When the benches originally came in a few weeks ago, city employees placed them near store fronts looking toward the street. Last week most of them were moved to the other side of the uptown sidewalks looking toward the store fronts.
Council members Tracy Aranyos and Ann Morris, who have been overseeing the project, said the 14 metal benches in the 100 blocks of the uptown area were originally placed before they were notified the benches had arrived and that they were moved last week.
“We’re just trying to kind of mimic some of the historic sites like Waynesville, Pigeon Forge and Gatlinburg, where benches face the stores so people can watch other people come in and out of the stores,” Morris said. “Right now we’re just trying to place them symmetrical.”
She said that while the benches are now where they were originally meant to be, that doesn’t mean they can’t be moved again.
Aranyos said there are plans to order more benches each year.
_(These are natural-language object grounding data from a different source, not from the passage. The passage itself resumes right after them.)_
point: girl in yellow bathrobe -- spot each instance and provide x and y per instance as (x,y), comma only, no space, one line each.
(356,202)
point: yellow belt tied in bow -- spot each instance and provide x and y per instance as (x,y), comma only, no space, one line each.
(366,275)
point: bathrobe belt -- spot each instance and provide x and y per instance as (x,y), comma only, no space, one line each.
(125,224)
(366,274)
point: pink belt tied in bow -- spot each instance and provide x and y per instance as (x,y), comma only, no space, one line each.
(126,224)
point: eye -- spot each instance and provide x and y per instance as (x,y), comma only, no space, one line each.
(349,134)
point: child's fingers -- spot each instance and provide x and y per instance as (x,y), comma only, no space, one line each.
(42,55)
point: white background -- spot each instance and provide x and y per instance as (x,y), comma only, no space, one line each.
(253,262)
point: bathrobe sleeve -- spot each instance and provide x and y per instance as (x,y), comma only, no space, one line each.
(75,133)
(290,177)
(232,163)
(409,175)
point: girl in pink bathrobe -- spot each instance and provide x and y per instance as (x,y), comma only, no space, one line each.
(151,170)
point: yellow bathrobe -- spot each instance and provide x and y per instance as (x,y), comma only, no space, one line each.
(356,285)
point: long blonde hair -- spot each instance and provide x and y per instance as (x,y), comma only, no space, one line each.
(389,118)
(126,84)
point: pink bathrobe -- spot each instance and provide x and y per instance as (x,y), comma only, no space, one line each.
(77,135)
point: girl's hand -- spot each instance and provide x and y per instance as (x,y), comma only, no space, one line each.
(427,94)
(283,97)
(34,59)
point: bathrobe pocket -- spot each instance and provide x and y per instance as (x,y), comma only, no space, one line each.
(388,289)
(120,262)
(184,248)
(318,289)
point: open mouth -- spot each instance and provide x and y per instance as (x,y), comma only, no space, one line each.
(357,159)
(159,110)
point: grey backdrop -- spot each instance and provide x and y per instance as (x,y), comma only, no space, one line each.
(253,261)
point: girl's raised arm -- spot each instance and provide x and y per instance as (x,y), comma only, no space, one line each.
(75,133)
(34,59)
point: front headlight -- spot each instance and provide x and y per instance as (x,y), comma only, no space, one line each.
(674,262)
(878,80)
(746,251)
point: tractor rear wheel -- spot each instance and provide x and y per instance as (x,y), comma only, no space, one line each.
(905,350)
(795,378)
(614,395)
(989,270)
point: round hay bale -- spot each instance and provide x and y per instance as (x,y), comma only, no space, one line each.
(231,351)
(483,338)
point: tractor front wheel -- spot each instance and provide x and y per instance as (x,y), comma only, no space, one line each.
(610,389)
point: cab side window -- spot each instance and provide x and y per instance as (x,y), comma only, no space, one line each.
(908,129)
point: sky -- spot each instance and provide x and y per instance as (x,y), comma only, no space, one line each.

She said the benches are part of a larger downtown revitalization project that also includes light posts and brick pavers in the uptown sidewalk areas.
Eventually, Morris said, all the brick areas in the sidewalks will have a bench.
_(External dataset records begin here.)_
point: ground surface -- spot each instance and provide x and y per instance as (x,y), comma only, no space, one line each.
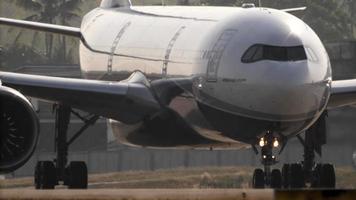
(216,177)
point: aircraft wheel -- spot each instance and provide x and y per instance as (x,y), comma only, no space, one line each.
(276,179)
(286,175)
(327,178)
(258,179)
(77,174)
(45,175)
(296,176)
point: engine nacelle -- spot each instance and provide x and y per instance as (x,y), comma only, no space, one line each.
(19,126)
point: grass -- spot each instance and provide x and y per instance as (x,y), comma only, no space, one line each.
(212,177)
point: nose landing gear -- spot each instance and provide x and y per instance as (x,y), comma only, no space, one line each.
(267,177)
(297,175)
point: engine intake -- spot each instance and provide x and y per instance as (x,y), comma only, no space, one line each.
(19,128)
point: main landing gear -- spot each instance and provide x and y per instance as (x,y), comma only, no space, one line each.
(297,175)
(48,174)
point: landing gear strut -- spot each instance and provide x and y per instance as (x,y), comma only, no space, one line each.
(297,175)
(48,174)
(267,177)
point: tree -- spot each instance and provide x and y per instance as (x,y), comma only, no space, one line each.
(52,12)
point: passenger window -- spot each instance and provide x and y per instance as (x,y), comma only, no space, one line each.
(266,52)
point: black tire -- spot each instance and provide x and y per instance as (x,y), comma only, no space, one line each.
(317,174)
(286,176)
(45,175)
(327,178)
(296,176)
(258,181)
(77,175)
(38,175)
(276,179)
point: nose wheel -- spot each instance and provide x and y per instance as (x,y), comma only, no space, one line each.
(267,177)
(297,175)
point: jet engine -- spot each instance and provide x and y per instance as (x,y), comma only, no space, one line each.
(19,130)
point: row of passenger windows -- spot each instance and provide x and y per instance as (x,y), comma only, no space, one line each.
(260,52)
(115,3)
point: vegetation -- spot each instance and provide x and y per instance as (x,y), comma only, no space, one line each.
(208,177)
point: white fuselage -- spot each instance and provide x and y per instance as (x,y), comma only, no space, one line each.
(207,44)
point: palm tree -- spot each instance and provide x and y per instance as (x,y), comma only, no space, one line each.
(52,12)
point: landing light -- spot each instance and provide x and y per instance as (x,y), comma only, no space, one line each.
(262,142)
(275,143)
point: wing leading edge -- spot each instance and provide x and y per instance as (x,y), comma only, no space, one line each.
(127,102)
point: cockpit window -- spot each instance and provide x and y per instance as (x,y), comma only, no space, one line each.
(311,55)
(115,3)
(260,52)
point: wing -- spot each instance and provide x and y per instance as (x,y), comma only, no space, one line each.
(127,101)
(65,30)
(343,93)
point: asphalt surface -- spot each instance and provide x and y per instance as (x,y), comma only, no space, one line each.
(139,194)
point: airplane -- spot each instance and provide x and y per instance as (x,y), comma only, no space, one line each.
(183,77)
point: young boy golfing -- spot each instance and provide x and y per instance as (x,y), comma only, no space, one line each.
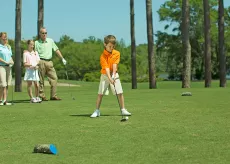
(31,60)
(109,61)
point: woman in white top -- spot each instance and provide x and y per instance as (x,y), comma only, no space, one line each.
(31,60)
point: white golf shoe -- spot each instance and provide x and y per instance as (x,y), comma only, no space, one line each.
(96,113)
(124,112)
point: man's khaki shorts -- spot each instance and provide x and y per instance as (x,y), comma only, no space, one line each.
(5,76)
(105,83)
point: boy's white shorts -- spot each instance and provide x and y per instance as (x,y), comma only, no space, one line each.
(105,83)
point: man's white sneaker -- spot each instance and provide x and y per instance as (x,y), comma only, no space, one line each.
(124,112)
(96,113)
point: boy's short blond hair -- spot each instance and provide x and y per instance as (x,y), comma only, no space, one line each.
(110,39)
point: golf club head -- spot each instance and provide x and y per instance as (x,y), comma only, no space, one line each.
(124,119)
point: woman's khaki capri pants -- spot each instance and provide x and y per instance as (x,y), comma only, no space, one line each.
(5,76)
(105,83)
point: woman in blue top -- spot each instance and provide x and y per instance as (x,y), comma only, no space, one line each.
(6,62)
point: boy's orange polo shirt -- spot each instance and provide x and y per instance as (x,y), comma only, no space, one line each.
(107,60)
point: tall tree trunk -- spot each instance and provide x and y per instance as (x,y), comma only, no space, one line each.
(222,58)
(40,22)
(133,46)
(186,47)
(18,72)
(151,60)
(207,50)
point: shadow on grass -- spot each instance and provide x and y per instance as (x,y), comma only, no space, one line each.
(88,115)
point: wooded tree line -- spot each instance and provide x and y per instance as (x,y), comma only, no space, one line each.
(196,48)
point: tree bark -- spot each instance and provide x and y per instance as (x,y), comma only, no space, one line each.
(222,58)
(207,50)
(186,47)
(40,22)
(151,60)
(133,46)
(18,72)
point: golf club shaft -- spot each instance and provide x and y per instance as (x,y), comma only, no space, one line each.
(118,99)
(67,77)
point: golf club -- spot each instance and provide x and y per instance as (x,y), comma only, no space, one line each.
(123,119)
(12,95)
(67,78)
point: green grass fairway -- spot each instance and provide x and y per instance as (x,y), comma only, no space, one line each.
(165,127)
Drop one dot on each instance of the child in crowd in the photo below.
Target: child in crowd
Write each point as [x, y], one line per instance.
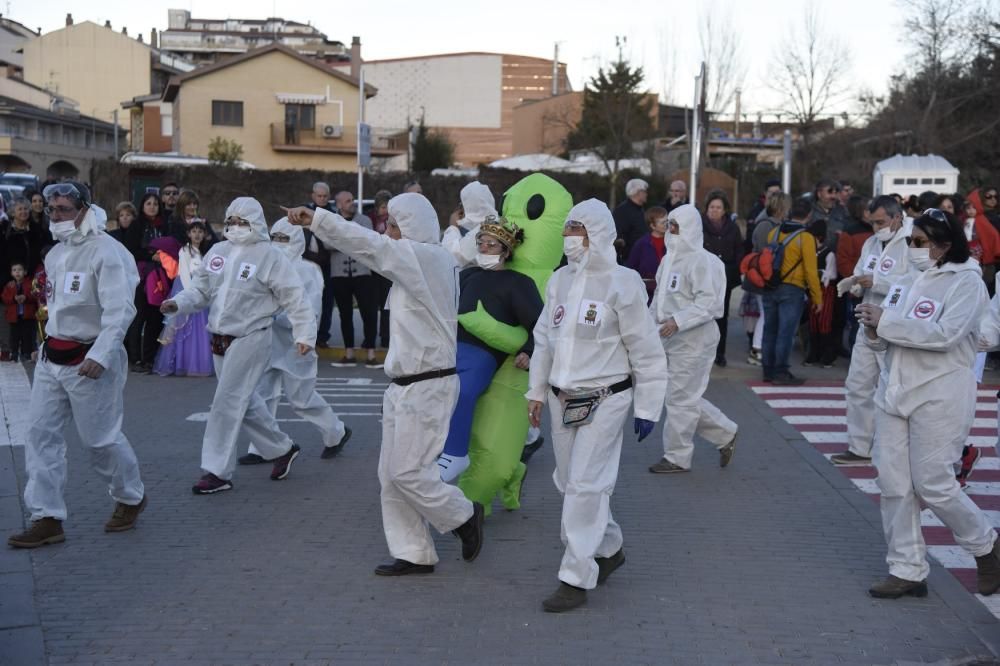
[187, 348]
[20, 313]
[38, 293]
[823, 342]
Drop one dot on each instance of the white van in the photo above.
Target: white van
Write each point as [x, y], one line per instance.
[913, 174]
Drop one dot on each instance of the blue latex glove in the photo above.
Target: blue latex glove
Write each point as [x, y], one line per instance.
[643, 428]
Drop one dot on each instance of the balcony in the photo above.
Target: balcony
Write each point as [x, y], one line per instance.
[386, 142]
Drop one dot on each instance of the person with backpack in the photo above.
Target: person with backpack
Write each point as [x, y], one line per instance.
[793, 274]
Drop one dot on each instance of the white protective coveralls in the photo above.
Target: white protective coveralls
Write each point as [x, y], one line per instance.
[594, 332]
[690, 288]
[89, 288]
[888, 266]
[926, 403]
[244, 285]
[478, 204]
[289, 369]
[423, 330]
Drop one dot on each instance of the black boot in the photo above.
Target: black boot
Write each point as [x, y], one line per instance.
[566, 597]
[894, 587]
[402, 568]
[471, 533]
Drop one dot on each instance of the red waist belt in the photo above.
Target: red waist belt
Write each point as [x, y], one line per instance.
[65, 352]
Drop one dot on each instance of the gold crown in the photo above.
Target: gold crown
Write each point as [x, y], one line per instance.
[503, 230]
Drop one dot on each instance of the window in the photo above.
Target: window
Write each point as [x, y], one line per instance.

The benches are designed to create a more inviting atmosphere and encourage shoppers and visitors to stop and relax.
Mayor Drew Hastings previously told The Times-Gazette that when the benches originally arrived that, before they were placed, the message the city was sending was, “Keep moving. Nothing to stop and see here.” Hastings said there was “literally nowhere for you to sit uptown.”
“What city have you ever seen that doesn’t have benches?” Hastings asked. “When two senior citizens run into each other who want to stop and talk, there was nowhere to sit and chat. I think it’s nice for people to be able to take a break and enjoy the town.”
The mayor said he disagrees with people who worry the benches will become a home to “derelicts.”
“That’s like saying let’s don’t do new sidewalks because they attract skateboarders,” said Hastings. “We just have to enforce the law.”
Hastings said the large metal benches cost $700 each and were paid for from the General Fund. They are nearly 7 feet wide and about 3 feet tall, with a seating area more than 2 feet deep. They were made locally by CFW Fabricating near Leesburg.
The mayor said he would like to see more benches placed near the county courthouse, which basically serves as the city’s town square. He said a few might be utilized in the space left by the demolition of the front of the Colony Theatre once the patch of land is rehabbed.
The mayor said the benches add to an ongoing effort to make the uptown area more attractive.
“They can be moved again, but right now this is what we’re going to try,” Morris said.